Data augmentation is a favorite recipe among deep learning practitioners especially for the ones working in the field of computer vision. Data augmentation is a technique used for introducing variety in training data thereby helping to mitigate overfitting.

When using Keras for training image classification models, using the ImageDataGenerator class for handling data augmentation is pretty much a standard choice. However, with TensorFlow, we get a number of different ways we can apply data augmentation to image datasets. In this tutorial, we are going to discuss three such ways. Knowing about these different ways of plugging in data augmentation in your image classification training pipelines will help you decide the best way for a given scenario.

Here’s a brief overview of the different ways we are going to cover:

Using the standard ImageDataGenerator class
Using TensorFlow image ops with a TensorFlow dataset
Using Keras’s (experimental) image processing layers
Mix-matching different image ops & image processing layers

Let’s get started!

Experimental setup

We are going to use the flowers dataset to demonstrate the experiments. Downloading the dataset is just as easy as executing the following line of code:

flowers contains the path (which in my case is - /root/.keras/datasets/flower_photos) where the dataset got downloaded. The structure of the dataset looks like so -

├── daisy [633 entries]
├── dandelion [898]
├── roses [641]
├── sunflowers [699 entries]
├── tulips [799 entries]
└── LICENSE.txt

# Get the flowers dataset
flowers = tf.keras.utils.get_file(
    'flower_photos',
    'https://storage.googleapis.com/download.tensorflow.org/example_images/flower_photos.tgz',
    untar=True)

Using the standard ImageDataGenerator class For most of the scenarios, the ImageDataGenerator should be good enough.
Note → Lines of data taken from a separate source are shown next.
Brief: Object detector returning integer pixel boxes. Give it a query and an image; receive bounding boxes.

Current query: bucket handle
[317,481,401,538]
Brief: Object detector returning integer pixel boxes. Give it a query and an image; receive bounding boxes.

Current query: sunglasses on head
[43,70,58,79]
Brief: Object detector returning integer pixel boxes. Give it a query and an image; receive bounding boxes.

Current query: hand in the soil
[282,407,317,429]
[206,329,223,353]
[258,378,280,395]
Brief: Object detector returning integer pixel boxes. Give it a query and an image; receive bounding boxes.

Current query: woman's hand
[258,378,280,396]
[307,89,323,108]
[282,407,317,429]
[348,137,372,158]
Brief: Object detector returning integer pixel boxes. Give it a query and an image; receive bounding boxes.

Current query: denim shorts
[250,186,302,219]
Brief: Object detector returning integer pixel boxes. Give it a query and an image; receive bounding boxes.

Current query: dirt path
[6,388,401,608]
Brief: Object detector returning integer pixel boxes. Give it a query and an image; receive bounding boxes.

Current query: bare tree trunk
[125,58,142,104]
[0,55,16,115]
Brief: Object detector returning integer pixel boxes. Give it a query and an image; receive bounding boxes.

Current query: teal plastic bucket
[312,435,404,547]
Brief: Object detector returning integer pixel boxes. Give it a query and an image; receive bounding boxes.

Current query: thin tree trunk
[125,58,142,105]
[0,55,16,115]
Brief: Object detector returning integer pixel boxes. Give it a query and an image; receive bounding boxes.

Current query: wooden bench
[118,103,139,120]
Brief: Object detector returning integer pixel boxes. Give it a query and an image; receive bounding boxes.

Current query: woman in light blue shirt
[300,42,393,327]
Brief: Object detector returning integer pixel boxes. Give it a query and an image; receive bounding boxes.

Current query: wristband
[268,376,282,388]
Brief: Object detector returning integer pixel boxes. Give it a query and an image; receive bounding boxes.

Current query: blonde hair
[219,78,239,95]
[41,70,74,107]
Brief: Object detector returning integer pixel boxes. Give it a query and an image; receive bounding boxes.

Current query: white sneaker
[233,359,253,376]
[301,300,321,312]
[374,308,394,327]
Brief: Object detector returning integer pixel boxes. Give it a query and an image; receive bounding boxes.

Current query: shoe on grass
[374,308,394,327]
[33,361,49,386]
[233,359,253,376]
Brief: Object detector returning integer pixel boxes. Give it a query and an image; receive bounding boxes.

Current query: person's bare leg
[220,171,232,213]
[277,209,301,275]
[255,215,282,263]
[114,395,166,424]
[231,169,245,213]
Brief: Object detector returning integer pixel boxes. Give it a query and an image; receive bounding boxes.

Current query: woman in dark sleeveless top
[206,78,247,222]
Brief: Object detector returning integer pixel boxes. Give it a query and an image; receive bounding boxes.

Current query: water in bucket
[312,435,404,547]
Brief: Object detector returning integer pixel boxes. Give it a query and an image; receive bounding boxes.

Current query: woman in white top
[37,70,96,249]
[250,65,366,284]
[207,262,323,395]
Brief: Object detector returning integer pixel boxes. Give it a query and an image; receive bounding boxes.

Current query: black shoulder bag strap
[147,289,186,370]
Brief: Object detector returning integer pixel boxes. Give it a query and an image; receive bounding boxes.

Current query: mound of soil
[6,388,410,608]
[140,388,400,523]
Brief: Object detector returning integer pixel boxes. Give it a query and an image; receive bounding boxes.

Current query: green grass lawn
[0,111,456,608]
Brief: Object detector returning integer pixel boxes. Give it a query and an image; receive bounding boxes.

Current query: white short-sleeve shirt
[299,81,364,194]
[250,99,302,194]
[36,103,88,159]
Its flexible API design is really to follow and it makes it easier to work with custom image datasets by providing meaningful high-level abstractions.

We instantiate the ImageDataGenerator class like so -

img_gen = tf.keras.preprocessing.image.ImageDataGenerator(
    rescale=1./255,
    rotation_range=30,
    horizontal_flip=True)

We specify two augmentation operations and a pixel rescaling operation in there. ImageDataGenerator comes with a handy flow_from_directory method that allows us to read images from a directory and apply the specified operations on the fly during the time of training. Here’s how to instruct the img_gen object to read images from a directory -

IMG_SHAPE = 224
BATCH_SIZE = 32

img_flow = img_gen.flow_from_directory(flowers, 
    shuffle=True, 
    batch_size=BATCH_SIZE,
    target_size=(IMG_SHAPE, IMG_SHAPE))

Found 3670 images belonging to 5 classes.

We then verify the images and the labels and they are indeed parsed right -

images, labels = next(img_flow)
print(images.shape, labels.shape)
show_batch(images, labels)

(32, 224, 224, 3) (32, 5)

Training with an ImageDataGenerator instance is extremely straight-forward -

model = get_training_model()
model.fit(img_flow, ...)

For a fully worked out example, refer to this tutorial.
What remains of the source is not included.